Kedua, kelemahan logika hukum Menteri Sudirman Said dalam Dana Ketahanan Energi, yaitu jelas bahwa dalam Pasal 30 UU Energi mengatur bahwa pendanaan kegiatan penelitian dan pengembangan ilmu pengetahuan dan teknologi energi, antara lain bersumber dari APBN, APBD, dan dana dari swasta. Frasa “antara lain” dalam klausul “antara lain bersumber dari APBN, APBD, dan dana dari swasta” memang memberikan ruang kepada Pemerintah dan pemerintah daerah untuk mencari pendanaan lain selain sumber APBN, APBD, dan swasta. Namun, dalam skema pendapatan negara, Pemerintah tidak dapat keluar dari ketentuan UU No. 17 Tahun 2003 tentang Keuangan Negara. Dalam Pasal 11 ayat (3) UU Keuangan Negara bahwa pendapatan negara terdiri atas penerimaan pajak, penerimaan bukan pajak (PNBP), dan hibah. Lalu pertanyaannya, diletakan di klaster mana dana ketahanan energi tersebut? Padahal UU Keuangan Negara hanya membagi klasifikasi pendapatan negara ke dalam tiga jenis pendapatan yaitu pajak, PNBP, dan hibah.

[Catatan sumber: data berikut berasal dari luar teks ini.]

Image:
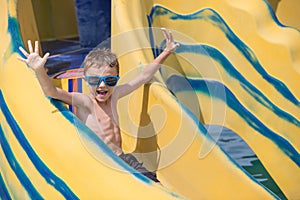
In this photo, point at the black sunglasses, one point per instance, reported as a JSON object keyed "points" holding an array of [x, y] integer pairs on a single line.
{"points": [[109, 81]]}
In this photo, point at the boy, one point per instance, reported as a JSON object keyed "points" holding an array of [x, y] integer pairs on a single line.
{"points": [[98, 110]]}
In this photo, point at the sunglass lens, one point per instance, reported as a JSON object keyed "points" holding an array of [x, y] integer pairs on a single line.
{"points": [[111, 81], [93, 80]]}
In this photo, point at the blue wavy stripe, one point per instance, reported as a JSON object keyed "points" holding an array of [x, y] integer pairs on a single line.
{"points": [[15, 166], [219, 91], [42, 168], [216, 20], [86, 132], [229, 68], [4, 194]]}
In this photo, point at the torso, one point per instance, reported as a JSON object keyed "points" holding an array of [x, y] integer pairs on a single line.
{"points": [[102, 119]]}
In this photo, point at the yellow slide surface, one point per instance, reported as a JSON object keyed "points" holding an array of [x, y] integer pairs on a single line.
{"points": [[236, 67]]}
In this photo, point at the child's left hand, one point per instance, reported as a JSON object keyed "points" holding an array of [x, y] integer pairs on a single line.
{"points": [[170, 44]]}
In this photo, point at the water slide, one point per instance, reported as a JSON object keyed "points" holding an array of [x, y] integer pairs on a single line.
{"points": [[236, 67]]}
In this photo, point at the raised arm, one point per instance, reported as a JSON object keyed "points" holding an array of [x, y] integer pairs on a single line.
{"points": [[37, 63], [147, 74]]}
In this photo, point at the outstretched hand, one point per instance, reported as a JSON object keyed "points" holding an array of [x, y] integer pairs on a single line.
{"points": [[170, 44], [33, 59]]}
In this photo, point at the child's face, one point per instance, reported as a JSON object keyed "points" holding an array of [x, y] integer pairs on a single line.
{"points": [[101, 92]]}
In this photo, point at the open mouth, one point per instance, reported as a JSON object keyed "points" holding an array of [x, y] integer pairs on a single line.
{"points": [[101, 92]]}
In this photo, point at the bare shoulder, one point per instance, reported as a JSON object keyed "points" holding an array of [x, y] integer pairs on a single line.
{"points": [[81, 100]]}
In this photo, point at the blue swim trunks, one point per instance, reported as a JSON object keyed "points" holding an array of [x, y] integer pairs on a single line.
{"points": [[135, 164]]}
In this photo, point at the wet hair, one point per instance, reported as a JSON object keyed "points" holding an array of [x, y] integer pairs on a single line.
{"points": [[99, 58]]}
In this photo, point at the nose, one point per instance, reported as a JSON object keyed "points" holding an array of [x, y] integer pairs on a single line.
{"points": [[102, 84]]}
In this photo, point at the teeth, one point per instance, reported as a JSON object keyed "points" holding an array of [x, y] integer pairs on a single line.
{"points": [[101, 92]]}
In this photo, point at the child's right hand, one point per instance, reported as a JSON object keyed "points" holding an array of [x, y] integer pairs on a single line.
{"points": [[33, 59]]}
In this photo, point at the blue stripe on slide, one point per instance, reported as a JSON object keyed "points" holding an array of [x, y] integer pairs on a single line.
{"points": [[70, 89], [42, 168], [4, 194], [15, 166]]}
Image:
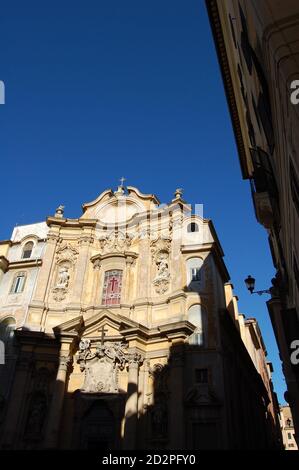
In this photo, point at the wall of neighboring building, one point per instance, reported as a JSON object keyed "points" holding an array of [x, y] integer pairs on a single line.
{"points": [[258, 52], [287, 428], [16, 304]]}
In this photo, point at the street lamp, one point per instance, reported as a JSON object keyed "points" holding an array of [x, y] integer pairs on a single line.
{"points": [[250, 283]]}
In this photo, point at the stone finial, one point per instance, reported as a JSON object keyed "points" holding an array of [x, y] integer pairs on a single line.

Pilihan paling relevan menurut penulis yaitu dana ketahanan energi dimasukkan ke dalam pendapatan dari PNBP. Namun, untuk mendesain PNBP dari Pungutan BBM tentu harus mengacu pada UU No. 20 Tahun 1997 tentang PNBP. Dalam Pasal 2 dan Pasal 3 UU PNBP diatur bahwa tarif atas jenis PNBP ditetapkan dalam undang-undang atau peraturan pemerintah yang menetapkan jenis PNBP yang bersangkutan. Hingga saat ini belum ada undang-undang atau peraturan pemerintah yang menetapkan jenis dan tarif dana ketahanan energi. Sehingga, apabila Menteri Sudirman Said berkeinginan akan memungut dana ketahanan energi maka harus dilakukan reformulasi norma dalam Peraturan Pemerintah tentang PNBP yang Berlaku Pada Kementerian Energi dan Sumber Daya Mineral.

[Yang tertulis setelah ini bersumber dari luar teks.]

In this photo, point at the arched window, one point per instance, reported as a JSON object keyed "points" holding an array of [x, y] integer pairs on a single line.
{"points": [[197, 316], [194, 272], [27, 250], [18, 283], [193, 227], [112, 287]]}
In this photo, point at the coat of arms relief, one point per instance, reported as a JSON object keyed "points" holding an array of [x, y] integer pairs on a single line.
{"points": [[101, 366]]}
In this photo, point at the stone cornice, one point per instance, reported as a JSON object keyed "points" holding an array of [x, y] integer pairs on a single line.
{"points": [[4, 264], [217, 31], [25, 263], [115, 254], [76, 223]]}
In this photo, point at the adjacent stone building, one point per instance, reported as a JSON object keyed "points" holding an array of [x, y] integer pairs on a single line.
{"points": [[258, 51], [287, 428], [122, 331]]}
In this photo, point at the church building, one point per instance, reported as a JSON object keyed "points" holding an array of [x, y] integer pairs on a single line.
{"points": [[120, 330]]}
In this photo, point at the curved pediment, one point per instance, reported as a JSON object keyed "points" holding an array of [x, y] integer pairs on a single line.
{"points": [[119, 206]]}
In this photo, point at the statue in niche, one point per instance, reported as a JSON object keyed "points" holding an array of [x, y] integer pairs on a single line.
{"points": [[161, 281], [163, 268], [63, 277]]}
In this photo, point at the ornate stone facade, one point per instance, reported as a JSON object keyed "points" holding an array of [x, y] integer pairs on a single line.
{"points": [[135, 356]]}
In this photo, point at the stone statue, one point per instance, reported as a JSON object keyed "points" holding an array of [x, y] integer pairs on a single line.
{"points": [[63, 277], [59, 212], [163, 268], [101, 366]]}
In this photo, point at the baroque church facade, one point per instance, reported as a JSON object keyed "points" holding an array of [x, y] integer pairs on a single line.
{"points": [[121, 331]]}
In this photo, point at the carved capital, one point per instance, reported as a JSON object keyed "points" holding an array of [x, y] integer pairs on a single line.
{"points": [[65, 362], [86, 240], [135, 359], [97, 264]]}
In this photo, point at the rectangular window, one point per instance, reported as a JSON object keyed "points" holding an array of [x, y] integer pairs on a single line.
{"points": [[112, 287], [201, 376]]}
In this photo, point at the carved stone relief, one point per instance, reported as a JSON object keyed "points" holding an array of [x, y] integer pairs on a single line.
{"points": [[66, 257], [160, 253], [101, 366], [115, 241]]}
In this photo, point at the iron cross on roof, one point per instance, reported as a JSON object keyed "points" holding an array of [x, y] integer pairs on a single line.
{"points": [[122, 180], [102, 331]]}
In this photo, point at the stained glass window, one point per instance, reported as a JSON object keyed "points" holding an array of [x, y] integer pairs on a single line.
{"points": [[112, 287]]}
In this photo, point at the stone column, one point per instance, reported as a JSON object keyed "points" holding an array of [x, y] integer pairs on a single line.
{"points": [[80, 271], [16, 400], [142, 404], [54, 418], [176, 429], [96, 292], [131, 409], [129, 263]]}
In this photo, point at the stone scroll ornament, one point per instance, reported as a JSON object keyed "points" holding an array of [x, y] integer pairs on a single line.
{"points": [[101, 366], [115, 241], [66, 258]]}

Akhirnya, langkah Sudirman Said yang sangat gegebah mengumumkan rencana dana ketahanan energi dalam tiap liter BBM jenis premium dan solar tanpa dilengkapi infrastruktur hukum yang kuat menjadi persoalan serius. Ini menambah beban kerja Presiden dan Wakil Presiden yang harus mengoreksi kebijakan menteri-menterinya kembali. Padahal, dana ketahanan energi tersebut dapat dilakukan setelah semua infrastruktur hukum yang bersifat operasional dibentuk, khususnya Peratura Pemerintah baik Peraturan Pemerintah pelaksanaan Pasal 30 ayat (4) maupun Peraturan Pemerintah tentang PNBP yang berlaku di Kementerian ESDM.

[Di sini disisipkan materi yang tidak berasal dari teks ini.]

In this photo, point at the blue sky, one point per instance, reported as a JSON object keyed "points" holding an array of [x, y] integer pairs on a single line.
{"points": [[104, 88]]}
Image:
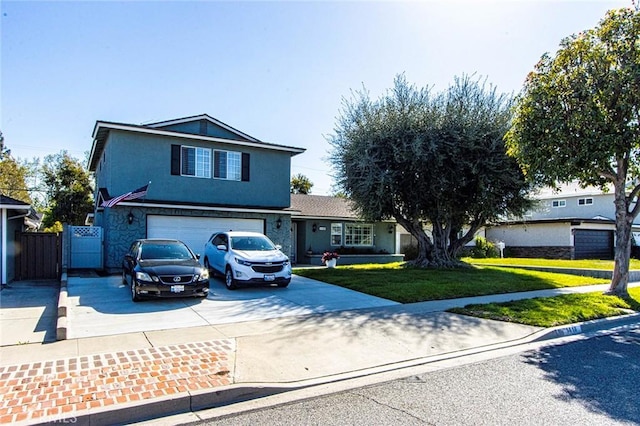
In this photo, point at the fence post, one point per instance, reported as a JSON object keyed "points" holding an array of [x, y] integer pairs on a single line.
{"points": [[66, 247]]}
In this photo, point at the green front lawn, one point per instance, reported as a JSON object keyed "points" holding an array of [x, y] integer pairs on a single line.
{"points": [[554, 311], [407, 285], [579, 264]]}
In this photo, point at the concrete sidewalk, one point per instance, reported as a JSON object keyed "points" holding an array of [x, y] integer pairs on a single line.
{"points": [[135, 376]]}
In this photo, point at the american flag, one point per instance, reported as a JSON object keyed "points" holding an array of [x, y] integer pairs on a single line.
{"points": [[136, 193]]}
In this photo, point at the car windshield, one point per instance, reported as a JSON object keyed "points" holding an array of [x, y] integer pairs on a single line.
{"points": [[164, 251], [252, 243]]}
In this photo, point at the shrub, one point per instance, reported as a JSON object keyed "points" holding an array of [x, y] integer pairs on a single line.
{"points": [[410, 252]]}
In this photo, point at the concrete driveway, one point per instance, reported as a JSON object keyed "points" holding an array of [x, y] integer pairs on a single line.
{"points": [[102, 306], [28, 312]]}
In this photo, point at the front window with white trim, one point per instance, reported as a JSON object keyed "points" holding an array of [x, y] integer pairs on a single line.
{"points": [[357, 234], [196, 162], [336, 234]]}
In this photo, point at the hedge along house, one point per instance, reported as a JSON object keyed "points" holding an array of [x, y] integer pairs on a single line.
{"points": [[204, 176], [324, 223]]}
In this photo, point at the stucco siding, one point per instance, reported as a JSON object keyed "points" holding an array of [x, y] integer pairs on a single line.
{"points": [[602, 206], [119, 235], [532, 235], [132, 160]]}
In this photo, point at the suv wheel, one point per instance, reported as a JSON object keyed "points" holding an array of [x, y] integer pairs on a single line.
{"points": [[134, 293], [229, 281]]}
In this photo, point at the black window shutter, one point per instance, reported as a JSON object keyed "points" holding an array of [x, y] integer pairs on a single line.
{"points": [[245, 166], [175, 160]]}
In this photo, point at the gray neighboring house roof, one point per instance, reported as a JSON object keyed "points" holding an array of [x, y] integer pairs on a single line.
{"points": [[12, 203], [306, 206], [32, 218]]}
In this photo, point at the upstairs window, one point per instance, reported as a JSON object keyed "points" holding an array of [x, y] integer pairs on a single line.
{"points": [[227, 165], [195, 162]]}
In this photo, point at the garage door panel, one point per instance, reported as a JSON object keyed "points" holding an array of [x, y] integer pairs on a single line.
{"points": [[593, 244], [195, 231]]}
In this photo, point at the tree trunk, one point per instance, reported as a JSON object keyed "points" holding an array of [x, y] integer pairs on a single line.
{"points": [[620, 277]]}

Sebaiknya, dalam rangka pengambilan kebijakan publik, para menteri harus berpikir secara paripurna sebelum merilis dan mengeksekusi suatu rencana kebijakan. Bukan sebaliknya menggunakan logika action dulu baru mikir. Kasihan rakyat Indonesia, terlalu sering dibuat gaduh.